Financial Planning and Analysis

What Does Active Contingent Mean in Real Estate?

Demystify the "active contingent" real estate status. Gain clarity on property availability and what it means for your home purchase.

Real estate transactions involve various listing statuses that indicate a property’s current stage in the sales process. These statuses help potential buyers understand whether a home is available, under negotiation, or sold. Among these classifications, “active contingent” frequently generates questions for those navigating the housing market. Understanding this designation is important for buyers, as it signals a unique opportunity or a potential hurdle.

Defining Active Contingent

The term “active contingent” in real estate signifies that a property is currently under contract with a buyer, but the finalization of the sale is dependent upon specific conditions being met. This status differs from “pending,” where all contingencies have been satisfied, and the sale is moving directly towards closing. The “active” component indicates that the seller is still marketing the property and remains open to showing it to other interested parties. This allows the seller to potentially receive and accept backup offers, serving as a protective measure should the primary contract encounter issues.

The “contingent” aspect means the sale is conditional, pending the successful fulfillment of certain criteria agreed upon by both the buyer and the seller. These conditions, known as contingencies, are protective clauses written into the purchase agreement. For instance, if a financing contingency is not met because the buyer cannot secure a loan, the buyer might withdraw without penalty, allowing the seller to seek another buyer. If any agreed-upon conditions are not satisfied within a specified timeframe, the initial contract can be terminated without penalty to the buyer, potentially allowing a backup offer to proceed.

For sellers, maintaining an “active contingent” status keeps the property visible to other potential buyers. This allows them to continue marketing the property and secure a backup buyer, reducing the impact if the current deal falls through. For other interested buyers, this status presents an opportunity to pursue a property that is under contract but not yet fully sold. It signals that while a deal is in progress, there remains a chance for them to step in.

Common Contingencies

Several common contingencies can be included in a real estate contract, making a listing “active contingent” until their resolution.

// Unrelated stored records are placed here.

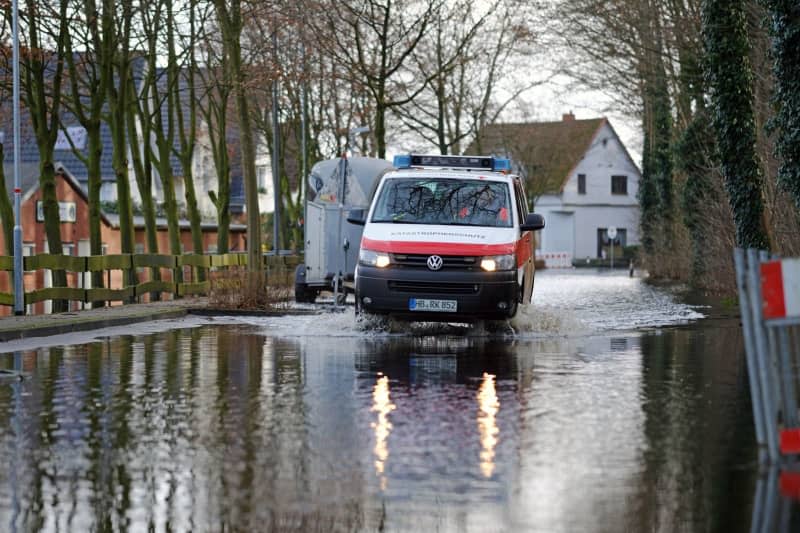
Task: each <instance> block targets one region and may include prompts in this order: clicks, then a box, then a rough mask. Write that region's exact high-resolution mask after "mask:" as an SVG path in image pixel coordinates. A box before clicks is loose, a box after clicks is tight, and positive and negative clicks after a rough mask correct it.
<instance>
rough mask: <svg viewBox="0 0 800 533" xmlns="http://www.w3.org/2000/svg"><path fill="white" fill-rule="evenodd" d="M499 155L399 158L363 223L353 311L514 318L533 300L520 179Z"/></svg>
mask: <svg viewBox="0 0 800 533" xmlns="http://www.w3.org/2000/svg"><path fill="white" fill-rule="evenodd" d="M510 166H511V165H510V162H509V161H508V160H507V159H500V158H495V157H473V156H435V155H434V156H431V155H415V154H412V155H402V156H397V157H395V159H394V167H395V170H392V171H389V172H387V173H386V174H384V176H383V177H382V179H381V181H380V183H379V185H378V188H377V190H376V192H375V195H374V196H373V198H372V202H371V205H370V207H369V210H368V211H367V212H364V210H360V209H359V210H353V211H351V212H350V215H349V216H348V219H347V220H348V221H349V222H351V223H353V224H363V225H364V231H363V234H362V237H361V248H360V250H359V259H358V265H357V266H356V270H355V298H356V313H357V314H360V313H362V312H367V313H373V314H379V315H391V316H393V317H398V318H403V319H410V320H424V321H428V320H434V321H472V320H499V319H506V318H510V317H513V316H514V315H515V314H516V312H517V308H518V305H519V304H520V303H528V302H530V300H531V295H532V291H533V277H534V263H533V259H534V253H533V252H534V235H533V232H534V231H536V230H539V229H542V228H543V227H544V218H543V217H542V216H541V215H538V214H534V213H528V206H527V201H526V196H525V190H524V187H523V183H522V180H521V179H520V177H519V176H515V175H512V174H510Z"/></svg>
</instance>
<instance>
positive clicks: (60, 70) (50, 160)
mask: <svg viewBox="0 0 800 533" xmlns="http://www.w3.org/2000/svg"><path fill="white" fill-rule="evenodd" d="M68 4H69V1H68V0H59V3H58V4H56V5H55V6H52V5H50V4H49V3H38V2H36V1H35V0H27V3H26V8H27V9H26V10H25V12H24V13H21V14H20V15H21V16H20V22H21V24H22V22H24V23H25V25H26V27H27V38H28V50H27V53H25V54H21V58H20V65H21V67H22V74H23V76H22V88H23V93H24V94H23V97H24V99H25V103H26V104H27V108H28V110H29V112H30V117H31V123H32V125H33V130H34V133H35V136H36V144H37V146H38V148H39V171H40V174H39V187H40V188H41V192H42V204H43V205H42V207H43V210H44V225H45V234H46V236H47V246H48V250H49V252H50V253H51V254H61V253H62V246H61V220H60V215H59V204H58V198H57V197H56V182H55V163H54V161H53V153H54V150H55V144H56V139H57V138H58V132H59V129H60V125H61V109H62V105H61V104H62V90H63V80H64V69H65V61H64V60H63V57H64V50H65V48H66V38H67V37H66V36H67V32H68V31H69V27H70V23H71V17H70V16H69V6H68ZM50 43H52V44H53V45H54V50H53V51H48V50H47V47H48V44H50ZM66 284H67V276H66V272H64V271H63V270H54V271H53V285H54V286H56V287H65V286H66ZM66 310H67V302H66V301H64V300H54V301H53V311H55V312H61V311H66Z"/></svg>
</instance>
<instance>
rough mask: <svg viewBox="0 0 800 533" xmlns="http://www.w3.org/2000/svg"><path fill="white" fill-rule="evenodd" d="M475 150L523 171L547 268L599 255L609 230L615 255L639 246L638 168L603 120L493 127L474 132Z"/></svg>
mask: <svg viewBox="0 0 800 533" xmlns="http://www.w3.org/2000/svg"><path fill="white" fill-rule="evenodd" d="M481 149H482V150H483V151H484V152H487V149H488V151H494V152H495V153H501V154H505V155H507V156H509V157H511V158H512V160H513V161H514V166H515V169H516V171H517V172H519V173H520V174H521V175H523V176H525V178H526V186H527V193H528V196H529V199H530V200H531V202H532V204H533V206H534V211H535V212H537V213H540V214H542V215H543V216H544V218H545V222H546V224H547V225H546V227H545V229H544V230H542V232H541V235H540V240H539V242H538V243H537V256H539V257H542V258H544V259H545V261H546V262H547V264H548V266H568V265H571V264H572V261H573V260H582V259H587V258H598V257H604V256H605V255H607V254H608V253H609V252H610V247H609V245H610V241H609V238H608V229H609V228H612V227H613V228H616V233H617V236H616V239H615V243H614V244H615V245H616V247H615V249H614V251H615V253H617V254H619V253H620V252H621V247H622V246H629V245H634V244H639V203H638V201H637V192H638V189H639V181H640V179H641V172H640V171H639V168H638V167H637V165H636V164H635V163H634V162H633V159H631V156H630V154H629V153H628V151H627V150H626V148H625V146H624V145H623V144H622V141H620V139H619V136H618V135H617V133H616V132H615V131H614V128H612V127H611V124H610V123H609V121H608V119H606V118H598V119H590V120H576V119H575V116H574V115H573V114H572V113H569V114H566V115H564V116H563V118H562V120H561V121H559V122H539V123H524V124H493V125H491V126H489V127H487V128H485V130H484V131H483V132H482V133H481Z"/></svg>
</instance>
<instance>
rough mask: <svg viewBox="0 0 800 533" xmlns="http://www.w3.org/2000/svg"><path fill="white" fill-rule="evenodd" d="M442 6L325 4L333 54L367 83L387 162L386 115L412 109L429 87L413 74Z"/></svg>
mask: <svg viewBox="0 0 800 533" xmlns="http://www.w3.org/2000/svg"><path fill="white" fill-rule="evenodd" d="M441 6H442V2H441V1H439V0H436V1H419V0H400V1H397V2H392V1H390V0H383V1H381V0H362V1H355V0H344V1H337V2H330V3H329V4H326V5H325V15H326V17H325V19H324V20H325V21H326V22H327V25H328V26H327V28H319V31H320V32H322V31H325V34H326V38H327V39H329V42H331V43H332V47H331V49H330V52H331V54H332V55H333V57H334V58H335V59H336V61H337V62H338V64H340V65H342V67H343V68H344V69H346V70H347V76H348V79H349V80H350V81H351V82H352V83H359V84H362V85H363V86H364V87H365V88H366V90H367V92H368V93H369V95H370V98H371V100H372V107H373V108H372V112H373V113H374V115H373V117H372V131H373V137H374V140H375V149H376V152H377V156H378V157H381V158H383V157H386V142H387V114H388V113H389V112H390V111H391V110H393V109H396V108H399V107H401V106H405V105H407V104H408V103H409V102H411V101H413V100H414V98H416V97H417V95H419V94H420V93H421V92H422V91H423V89H424V88H425V86H426V85H427V83H428V80H427V79H419V77H418V76H415V74H416V73H414V72H410V71H409V68H410V66H411V63H412V59H413V57H412V54H413V53H414V52H415V50H417V47H418V45H419V44H420V42H421V41H422V39H423V37H424V36H425V34H426V33H427V32H428V30H429V26H430V24H431V23H432V21H433V20H434V19H435V18H436V16H437V14H438V12H439V10H440V9H441Z"/></svg>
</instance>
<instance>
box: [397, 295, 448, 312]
mask: <svg viewBox="0 0 800 533" xmlns="http://www.w3.org/2000/svg"><path fill="white" fill-rule="evenodd" d="M457 308H458V302H457V301H456V300H428V299H424V298H411V299H409V300H408V309H409V311H432V312H440V313H455V312H456V309H457Z"/></svg>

An inspection contingency grants the buyer the right to have the property professionally inspected within a specified timeframe, often 10 to 14 days after contract signing. If significant issues are discovered, the buyer can negotiate repairs, request a price reduction, or withdraw from the contract without losing their earnest money deposit.

An appraisal contingency stipulates that the property must appraise for at least the agreed-upon purchase price. Lenders require an appraisal to ensure the property’s value supports the loan amount. If the appraisal comes in lower, the buyer may renegotiate the price, pay the difference in cash, or exit the agreement. This protects both the buyer from overpaying and the lender.

A financing contingency protects the buyer by making the sale dependent on their ability to secure the necessary mortgage loan within a set period, 30 to 45 days. This allows the buyer time to get loan approval. If the buyer cannot secure the loan, they can exit the contract without penalty. This contingency often includes a loan commitment deadline for firm approval.

The sale of buyer’s home contingency is common, particularly for buyers needing equity from their current home to fund the new purchase. This clause means the buyer’s purchase of the new property is conditional on them successfully selling their existing home by a specific date, often within 30 to 60 days. If the buyer’s home does not sell within the agreed timeframe, they have the option to terminate the contract.

Making an Offer on an Active Contingent Property

For a buyer interested in a property listed as “active contingent,” the initial step involves consulting with their real estate agent to understand the specific contingencies in place. While the property is under contract, the existing deal could still fall through, creating an opportunity for a new buyer. Understanding the nature of the current contingencies, such as a lengthy home sale contingency, can provide insight into the likelihood of the primary contract failing.

Buyers can submit a backup offer, which is a formal offer to purchase the property should the initial contract terminate. This offer becomes primary only if the first agreement does not close, often due to unmet contingencies like a failed appraisal or inability to secure financing. A backup offer includes its own set of terms and conditions, similar to any standard purchase agreement, and requires an earnest money deposit.

This approach allows a buyer to secure a potential claim on the property without further delays if the opportunity arises. Buyers should be prepared for the possibility that the initial contract will proceed to closing, in which case their backup offer would not be activated.